I don't mean that busyness=holiness or anything like that. Of course we need stillness in our lives. The moments of stillness and peace are still part of the spinning I'm talking about—part of the effort to keep climbing, keep following Christ. I guess we could also call it living the Doctrine of Christ in a never-ending cycle
like Elder Renlund talked about. But I don't think just
existing in mortality generates the "volume of revolution" needed to hold the blessings God wants to pour out. It's the
intentional motion, the moving forward (through both stillness and chaos), that's needed, because that effort fixes our eyes on Jesus Christ. It's saying, "I keep moving because I have to, but I do it trusting God because I
want to." And I think it's the mundane routines and the repetitive sacrifices, the things of God we do daily, which move us about our axis the fastest and allow us to hold
more of the constant stream of blessings from God.
I just think about so many tender mercies I've seen in my life the past few years, and nearly all of them have come through, or come as part of, the everyday things. A dreaded task made easier.
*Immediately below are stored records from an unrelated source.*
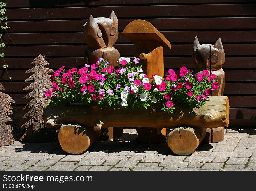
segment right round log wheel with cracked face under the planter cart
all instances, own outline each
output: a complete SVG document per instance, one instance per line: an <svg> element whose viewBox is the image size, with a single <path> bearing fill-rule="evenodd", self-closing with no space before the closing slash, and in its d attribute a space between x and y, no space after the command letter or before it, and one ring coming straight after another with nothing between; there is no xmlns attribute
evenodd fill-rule
<svg viewBox="0 0 256 191"><path fill-rule="evenodd" d="M190 155L202 142L205 128L178 127L167 135L168 147L177 155Z"/></svg>

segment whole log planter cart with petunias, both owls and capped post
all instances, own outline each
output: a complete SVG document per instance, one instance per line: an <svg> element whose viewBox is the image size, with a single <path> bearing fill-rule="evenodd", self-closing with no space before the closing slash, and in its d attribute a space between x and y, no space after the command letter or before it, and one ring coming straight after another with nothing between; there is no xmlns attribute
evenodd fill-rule
<svg viewBox="0 0 256 191"><path fill-rule="evenodd" d="M220 39L214 46L200 47L196 38L197 70L182 67L178 76L172 69L164 74L163 51L171 44L147 21L135 20L123 31L135 44L133 60L120 57L113 48L118 37L113 11L109 18L90 16L83 32L86 64L69 70L62 66L51 75L52 87L45 92L48 100L42 118L47 128L59 130L63 151L85 152L109 127L112 135L122 132L122 127L137 127L139 141L167 141L173 153L190 155L207 128L228 127ZM168 135L166 128L172 129Z"/></svg>

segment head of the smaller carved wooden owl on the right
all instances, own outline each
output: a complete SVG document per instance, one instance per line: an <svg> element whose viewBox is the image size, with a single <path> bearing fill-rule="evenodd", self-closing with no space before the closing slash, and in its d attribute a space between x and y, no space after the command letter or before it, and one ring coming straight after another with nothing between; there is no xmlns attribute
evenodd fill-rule
<svg viewBox="0 0 256 191"><path fill-rule="evenodd" d="M211 54L210 47L211 46ZM197 71L210 70L210 59L211 59L211 70L219 70L225 62L225 53L219 38L216 43L211 44L199 44L198 38L195 37L192 51L192 60L195 64Z"/></svg>

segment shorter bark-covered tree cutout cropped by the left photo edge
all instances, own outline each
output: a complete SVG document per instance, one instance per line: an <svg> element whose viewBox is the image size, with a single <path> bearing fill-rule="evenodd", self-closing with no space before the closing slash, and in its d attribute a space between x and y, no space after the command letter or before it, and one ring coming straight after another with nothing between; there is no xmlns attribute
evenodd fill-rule
<svg viewBox="0 0 256 191"><path fill-rule="evenodd" d="M0 90L4 90L3 85L0 83ZM15 103L8 95L0 91L0 147L13 144L15 142L11 131L13 128L7 125L7 122L12 121L8 115L12 114L11 104Z"/></svg>

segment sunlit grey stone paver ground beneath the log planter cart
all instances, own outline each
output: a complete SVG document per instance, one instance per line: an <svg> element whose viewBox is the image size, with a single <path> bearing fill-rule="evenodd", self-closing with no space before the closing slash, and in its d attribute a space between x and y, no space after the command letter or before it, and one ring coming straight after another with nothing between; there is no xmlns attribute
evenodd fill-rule
<svg viewBox="0 0 256 191"><path fill-rule="evenodd" d="M0 170L256 170L256 129L230 127L219 143L201 144L190 156L177 156L166 143L144 144L136 129L117 140L97 141L83 154L69 155L58 142L0 147Z"/></svg>

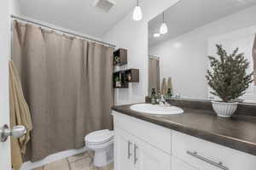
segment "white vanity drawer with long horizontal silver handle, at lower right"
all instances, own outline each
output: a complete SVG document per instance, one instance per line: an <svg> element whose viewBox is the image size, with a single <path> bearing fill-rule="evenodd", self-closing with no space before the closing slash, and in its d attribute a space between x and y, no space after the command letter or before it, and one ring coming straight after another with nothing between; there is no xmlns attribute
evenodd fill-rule
<svg viewBox="0 0 256 170"><path fill-rule="evenodd" d="M172 156L200 170L255 170L256 156L172 131ZM222 162L222 164L219 164Z"/></svg>

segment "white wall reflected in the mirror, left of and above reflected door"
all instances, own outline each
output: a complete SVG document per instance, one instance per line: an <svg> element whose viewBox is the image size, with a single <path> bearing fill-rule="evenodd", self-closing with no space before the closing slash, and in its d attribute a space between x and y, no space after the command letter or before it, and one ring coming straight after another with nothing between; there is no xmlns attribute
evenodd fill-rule
<svg viewBox="0 0 256 170"><path fill-rule="evenodd" d="M149 48L160 57L161 77L172 77L174 93L192 99L207 99L207 41L211 37L256 24L256 7L189 31Z"/></svg>

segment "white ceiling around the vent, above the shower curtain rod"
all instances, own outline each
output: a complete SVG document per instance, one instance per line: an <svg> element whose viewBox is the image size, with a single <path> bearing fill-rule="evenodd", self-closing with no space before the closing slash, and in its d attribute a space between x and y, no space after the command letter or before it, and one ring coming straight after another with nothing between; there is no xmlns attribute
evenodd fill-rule
<svg viewBox="0 0 256 170"><path fill-rule="evenodd" d="M136 0L112 0L108 13L95 8L94 0L15 0L21 15L73 31L102 37L136 6Z"/></svg>

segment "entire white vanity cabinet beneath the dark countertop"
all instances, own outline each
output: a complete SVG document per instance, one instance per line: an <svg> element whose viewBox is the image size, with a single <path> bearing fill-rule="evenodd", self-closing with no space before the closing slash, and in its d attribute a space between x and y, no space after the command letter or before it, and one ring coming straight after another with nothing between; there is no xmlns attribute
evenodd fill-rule
<svg viewBox="0 0 256 170"><path fill-rule="evenodd" d="M256 156L113 111L114 170L255 170Z"/></svg>

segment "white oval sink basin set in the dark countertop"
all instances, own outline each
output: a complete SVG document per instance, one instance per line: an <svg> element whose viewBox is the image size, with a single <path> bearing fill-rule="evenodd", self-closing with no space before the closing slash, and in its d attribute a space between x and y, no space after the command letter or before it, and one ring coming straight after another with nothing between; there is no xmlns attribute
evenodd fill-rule
<svg viewBox="0 0 256 170"><path fill-rule="evenodd" d="M184 111L176 106L165 106L165 105L151 105L151 104L137 104L131 105L133 111L139 111L143 113L153 115L175 115L182 114Z"/></svg>

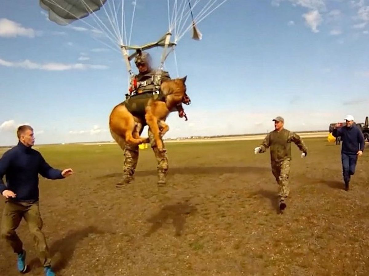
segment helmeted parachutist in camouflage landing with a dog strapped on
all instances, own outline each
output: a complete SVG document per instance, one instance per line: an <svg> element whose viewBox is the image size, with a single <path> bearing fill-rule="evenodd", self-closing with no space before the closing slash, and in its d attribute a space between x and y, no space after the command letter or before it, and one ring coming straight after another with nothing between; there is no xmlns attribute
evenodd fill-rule
<svg viewBox="0 0 369 276"><path fill-rule="evenodd" d="M155 93L162 81L170 79L168 72L162 71L158 76L157 72L151 68L151 57L146 52L141 52L135 58L135 64L139 70L139 74L135 76L134 84L131 84L130 93L128 96L130 101L134 101L135 95L142 93ZM185 114L182 106L178 107L179 116L183 117ZM183 115L184 114L184 115ZM183 116L182 116L183 115ZM140 123L137 123L137 130L141 135L142 130L146 124L144 117L140 118ZM154 134L151 130L148 132L151 147L155 153L155 158L158 161L158 186L164 186L166 183L166 174L168 171L168 157L166 149L163 144L163 150L159 151L156 146ZM124 149L124 164L123 164L123 181L116 185L117 188L129 184L134 179L134 173L138 162L138 146L125 145Z"/></svg>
A routine conversation given wings by the Spirit. A comforting thought initiated by a happy experience and then deepened by a difficult experience. A truth driven home by a verse of scripture. A spiritual realization driven by a mortal annoyance. A desire borne of weakness. A love deepened by sorrow. A gratitude awakened by want.
I don't know how many of the
tiring,
plodding, difficult parts of mortality are unnecessary in the long run. Maybe we'll be entirely free of those things in the Celestial Kingdom. Or maybe
we will be so good that we won't feel the weight of them as we do now! But either way, I want to trust the promise of
all things for our good.
And goodness knows I feel weary with the spinning from time to time, and blessings or not, I'm tempted to stop and rest. But because I have to, and because I want to, I keep moving. Then as the blessings come, I can glimpse that it's
all God's plan and
all God's work; the interrupted naps, the distracted scripture studies, the
imperfect sacrifices; the repetition and the mundanity as well as the great soaring moments. And because of that plan, the dull daily efforts that feel like they could never mean anything,
do mean something—they are the empty vessel into which God pours his endless, merciful love.